My experience of contributing to Nixpkgs

Nixpkgs is an interesting beast. It is massive and sprawling. The barrier to entry to contributing is quite low compared to many distros, just open a PR on GitHub. I drive multiple NixOS machines every day at work and home. I also contribute to Nixpkgs quite frequently. I review PRs, add packages, clean packages up, remove packages, add new tooling, and so on.

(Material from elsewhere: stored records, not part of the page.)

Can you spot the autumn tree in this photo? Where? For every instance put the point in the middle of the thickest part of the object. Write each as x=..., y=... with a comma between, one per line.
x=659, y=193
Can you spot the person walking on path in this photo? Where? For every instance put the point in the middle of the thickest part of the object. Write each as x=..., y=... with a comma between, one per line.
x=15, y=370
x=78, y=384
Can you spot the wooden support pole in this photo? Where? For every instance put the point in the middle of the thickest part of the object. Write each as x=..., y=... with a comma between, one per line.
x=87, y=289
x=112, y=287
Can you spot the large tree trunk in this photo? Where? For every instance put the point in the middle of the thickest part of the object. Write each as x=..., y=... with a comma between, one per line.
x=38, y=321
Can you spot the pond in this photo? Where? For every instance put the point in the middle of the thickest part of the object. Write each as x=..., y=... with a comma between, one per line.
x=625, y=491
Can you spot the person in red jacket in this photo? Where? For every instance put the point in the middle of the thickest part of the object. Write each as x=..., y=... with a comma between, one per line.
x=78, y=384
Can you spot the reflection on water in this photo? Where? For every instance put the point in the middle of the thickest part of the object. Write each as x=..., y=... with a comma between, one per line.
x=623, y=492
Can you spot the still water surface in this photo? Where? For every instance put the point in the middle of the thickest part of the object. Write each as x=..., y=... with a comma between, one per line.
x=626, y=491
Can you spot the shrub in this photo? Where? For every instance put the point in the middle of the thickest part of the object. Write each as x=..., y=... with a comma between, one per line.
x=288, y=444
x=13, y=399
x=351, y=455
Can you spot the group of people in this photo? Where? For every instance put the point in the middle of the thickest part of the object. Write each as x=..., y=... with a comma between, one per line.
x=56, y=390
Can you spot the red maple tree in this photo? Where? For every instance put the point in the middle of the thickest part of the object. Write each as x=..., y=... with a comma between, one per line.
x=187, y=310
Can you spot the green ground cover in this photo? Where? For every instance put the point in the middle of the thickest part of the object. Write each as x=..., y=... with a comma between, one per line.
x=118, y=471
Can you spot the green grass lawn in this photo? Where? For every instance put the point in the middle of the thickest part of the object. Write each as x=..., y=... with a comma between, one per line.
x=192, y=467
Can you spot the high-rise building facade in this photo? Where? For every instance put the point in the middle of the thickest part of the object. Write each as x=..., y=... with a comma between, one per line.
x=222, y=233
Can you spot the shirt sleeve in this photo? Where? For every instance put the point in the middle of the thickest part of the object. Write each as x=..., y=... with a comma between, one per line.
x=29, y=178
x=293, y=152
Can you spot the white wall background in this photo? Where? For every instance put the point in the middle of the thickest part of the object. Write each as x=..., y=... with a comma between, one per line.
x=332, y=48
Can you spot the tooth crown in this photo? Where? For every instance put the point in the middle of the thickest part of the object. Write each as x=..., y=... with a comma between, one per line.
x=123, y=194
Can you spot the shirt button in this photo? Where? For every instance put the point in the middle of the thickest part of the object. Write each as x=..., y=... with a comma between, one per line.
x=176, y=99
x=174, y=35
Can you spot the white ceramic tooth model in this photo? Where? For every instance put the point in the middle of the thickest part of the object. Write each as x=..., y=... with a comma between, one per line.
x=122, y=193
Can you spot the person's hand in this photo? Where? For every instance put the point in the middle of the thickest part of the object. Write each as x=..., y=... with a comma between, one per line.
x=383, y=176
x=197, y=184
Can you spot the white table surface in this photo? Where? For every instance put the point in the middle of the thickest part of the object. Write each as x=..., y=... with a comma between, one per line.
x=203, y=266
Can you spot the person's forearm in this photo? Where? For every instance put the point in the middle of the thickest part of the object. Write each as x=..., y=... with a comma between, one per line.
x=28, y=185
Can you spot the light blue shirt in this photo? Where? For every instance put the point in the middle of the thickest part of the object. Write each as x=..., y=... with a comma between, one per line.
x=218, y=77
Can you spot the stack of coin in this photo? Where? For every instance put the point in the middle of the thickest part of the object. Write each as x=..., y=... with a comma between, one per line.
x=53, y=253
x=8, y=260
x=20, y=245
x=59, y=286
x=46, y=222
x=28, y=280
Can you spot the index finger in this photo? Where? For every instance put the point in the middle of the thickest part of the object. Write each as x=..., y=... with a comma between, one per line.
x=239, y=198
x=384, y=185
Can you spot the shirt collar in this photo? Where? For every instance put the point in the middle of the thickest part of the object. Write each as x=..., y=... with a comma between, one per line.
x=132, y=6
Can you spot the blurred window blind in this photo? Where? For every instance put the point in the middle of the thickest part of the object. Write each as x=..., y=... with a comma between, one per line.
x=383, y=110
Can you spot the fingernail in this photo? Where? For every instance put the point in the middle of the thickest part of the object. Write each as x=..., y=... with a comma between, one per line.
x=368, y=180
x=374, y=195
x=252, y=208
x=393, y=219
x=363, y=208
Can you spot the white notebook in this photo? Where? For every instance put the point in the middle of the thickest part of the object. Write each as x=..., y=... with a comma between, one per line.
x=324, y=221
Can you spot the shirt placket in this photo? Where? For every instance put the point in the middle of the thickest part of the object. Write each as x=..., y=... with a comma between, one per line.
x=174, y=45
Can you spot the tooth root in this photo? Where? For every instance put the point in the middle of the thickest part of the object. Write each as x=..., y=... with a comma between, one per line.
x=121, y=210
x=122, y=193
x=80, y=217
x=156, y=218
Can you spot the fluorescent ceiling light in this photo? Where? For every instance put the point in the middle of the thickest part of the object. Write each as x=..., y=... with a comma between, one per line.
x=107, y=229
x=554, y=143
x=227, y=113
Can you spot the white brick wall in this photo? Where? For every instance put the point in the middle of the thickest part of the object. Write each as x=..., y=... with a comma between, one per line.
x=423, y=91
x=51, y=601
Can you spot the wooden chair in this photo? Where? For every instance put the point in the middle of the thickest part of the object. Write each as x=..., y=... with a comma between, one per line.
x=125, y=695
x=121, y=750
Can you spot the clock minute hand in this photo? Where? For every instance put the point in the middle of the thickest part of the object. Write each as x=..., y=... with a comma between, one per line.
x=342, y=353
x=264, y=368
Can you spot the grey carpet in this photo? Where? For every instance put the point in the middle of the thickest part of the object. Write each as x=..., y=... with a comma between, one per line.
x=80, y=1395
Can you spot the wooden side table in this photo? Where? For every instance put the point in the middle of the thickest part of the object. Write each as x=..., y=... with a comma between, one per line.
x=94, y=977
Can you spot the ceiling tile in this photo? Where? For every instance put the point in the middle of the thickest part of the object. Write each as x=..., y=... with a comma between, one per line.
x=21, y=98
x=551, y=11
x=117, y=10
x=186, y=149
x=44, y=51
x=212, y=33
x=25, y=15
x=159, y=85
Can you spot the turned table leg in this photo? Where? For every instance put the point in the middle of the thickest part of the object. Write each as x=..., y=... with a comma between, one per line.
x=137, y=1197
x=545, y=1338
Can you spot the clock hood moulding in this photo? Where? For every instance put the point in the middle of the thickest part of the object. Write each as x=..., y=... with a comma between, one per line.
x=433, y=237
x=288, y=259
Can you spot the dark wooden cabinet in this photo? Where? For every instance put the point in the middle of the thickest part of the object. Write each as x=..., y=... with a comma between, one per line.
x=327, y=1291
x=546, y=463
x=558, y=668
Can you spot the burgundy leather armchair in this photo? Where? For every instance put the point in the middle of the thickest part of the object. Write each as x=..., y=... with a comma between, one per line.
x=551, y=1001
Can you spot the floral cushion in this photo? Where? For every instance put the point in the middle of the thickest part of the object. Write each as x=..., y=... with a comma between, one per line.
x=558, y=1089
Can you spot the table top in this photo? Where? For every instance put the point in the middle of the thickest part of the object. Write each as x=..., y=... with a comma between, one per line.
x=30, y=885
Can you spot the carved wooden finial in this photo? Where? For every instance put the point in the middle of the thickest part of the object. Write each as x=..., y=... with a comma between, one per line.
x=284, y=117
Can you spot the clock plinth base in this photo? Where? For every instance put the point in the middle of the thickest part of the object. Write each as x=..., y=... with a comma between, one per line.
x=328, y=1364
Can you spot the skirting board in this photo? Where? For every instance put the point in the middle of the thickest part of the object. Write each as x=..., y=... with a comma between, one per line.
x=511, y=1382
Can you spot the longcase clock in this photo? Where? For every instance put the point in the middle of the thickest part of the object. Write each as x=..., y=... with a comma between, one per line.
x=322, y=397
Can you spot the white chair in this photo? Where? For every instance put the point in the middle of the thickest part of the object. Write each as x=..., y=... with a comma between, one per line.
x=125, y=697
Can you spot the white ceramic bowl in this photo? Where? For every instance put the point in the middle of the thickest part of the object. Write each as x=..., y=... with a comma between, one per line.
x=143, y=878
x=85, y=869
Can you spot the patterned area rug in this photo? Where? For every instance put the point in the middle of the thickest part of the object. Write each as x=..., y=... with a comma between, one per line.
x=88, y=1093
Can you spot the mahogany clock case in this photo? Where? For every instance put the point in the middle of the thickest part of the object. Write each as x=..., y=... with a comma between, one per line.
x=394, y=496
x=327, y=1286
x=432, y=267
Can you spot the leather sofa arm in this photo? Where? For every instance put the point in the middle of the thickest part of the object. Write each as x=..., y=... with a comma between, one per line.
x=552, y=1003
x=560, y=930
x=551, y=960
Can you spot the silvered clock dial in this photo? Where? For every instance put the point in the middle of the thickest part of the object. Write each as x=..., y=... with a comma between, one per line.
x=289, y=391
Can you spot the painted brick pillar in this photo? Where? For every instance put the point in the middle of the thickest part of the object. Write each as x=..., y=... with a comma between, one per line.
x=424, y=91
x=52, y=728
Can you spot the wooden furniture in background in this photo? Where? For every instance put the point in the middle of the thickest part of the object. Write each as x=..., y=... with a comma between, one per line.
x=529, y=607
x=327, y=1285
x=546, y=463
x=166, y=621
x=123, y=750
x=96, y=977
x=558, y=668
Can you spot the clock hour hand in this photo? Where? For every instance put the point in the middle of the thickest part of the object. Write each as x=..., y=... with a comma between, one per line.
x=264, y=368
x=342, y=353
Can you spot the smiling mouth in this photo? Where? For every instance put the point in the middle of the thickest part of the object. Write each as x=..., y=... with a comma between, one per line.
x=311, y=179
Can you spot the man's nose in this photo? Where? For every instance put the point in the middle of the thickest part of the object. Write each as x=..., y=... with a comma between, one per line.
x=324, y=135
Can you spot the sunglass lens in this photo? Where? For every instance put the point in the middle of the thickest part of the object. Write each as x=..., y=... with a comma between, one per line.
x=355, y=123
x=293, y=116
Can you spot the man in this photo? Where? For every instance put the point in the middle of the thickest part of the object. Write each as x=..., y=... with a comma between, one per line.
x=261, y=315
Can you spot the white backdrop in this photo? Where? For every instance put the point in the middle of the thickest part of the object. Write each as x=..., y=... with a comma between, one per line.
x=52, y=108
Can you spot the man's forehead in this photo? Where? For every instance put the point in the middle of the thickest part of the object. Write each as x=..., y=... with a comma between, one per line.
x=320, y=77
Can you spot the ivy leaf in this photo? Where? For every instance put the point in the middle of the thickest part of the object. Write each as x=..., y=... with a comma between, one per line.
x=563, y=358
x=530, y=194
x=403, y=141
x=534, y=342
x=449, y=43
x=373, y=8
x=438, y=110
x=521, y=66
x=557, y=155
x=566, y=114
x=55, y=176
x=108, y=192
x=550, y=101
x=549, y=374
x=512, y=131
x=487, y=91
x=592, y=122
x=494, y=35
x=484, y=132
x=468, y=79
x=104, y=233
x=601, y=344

Nearly every day.

The experience of contributing to Nixpkgs is probably most like Sisyphus pushing his boulder. Once you open a PR, it is up to you to get anyone to look at it. Beg. Plead. Bargain. Scream. I don’t know. Getting anyone to even glance at a PR is a task that is the first hurdle. And it is truly one of the hardest.

Nixpkgs has zero systems for ensuring anyone actually looks at PRs, nor any incentives at all to do even do so. If someone does it is because of luck, your PR is an “easy one”, or because it aligns with someone else’s goals. There are about 5 people who regularly look at PRs from the unwashed masses. Sandro is the most obvious one, and most likely one to look at a given PR. It is truly thankless work.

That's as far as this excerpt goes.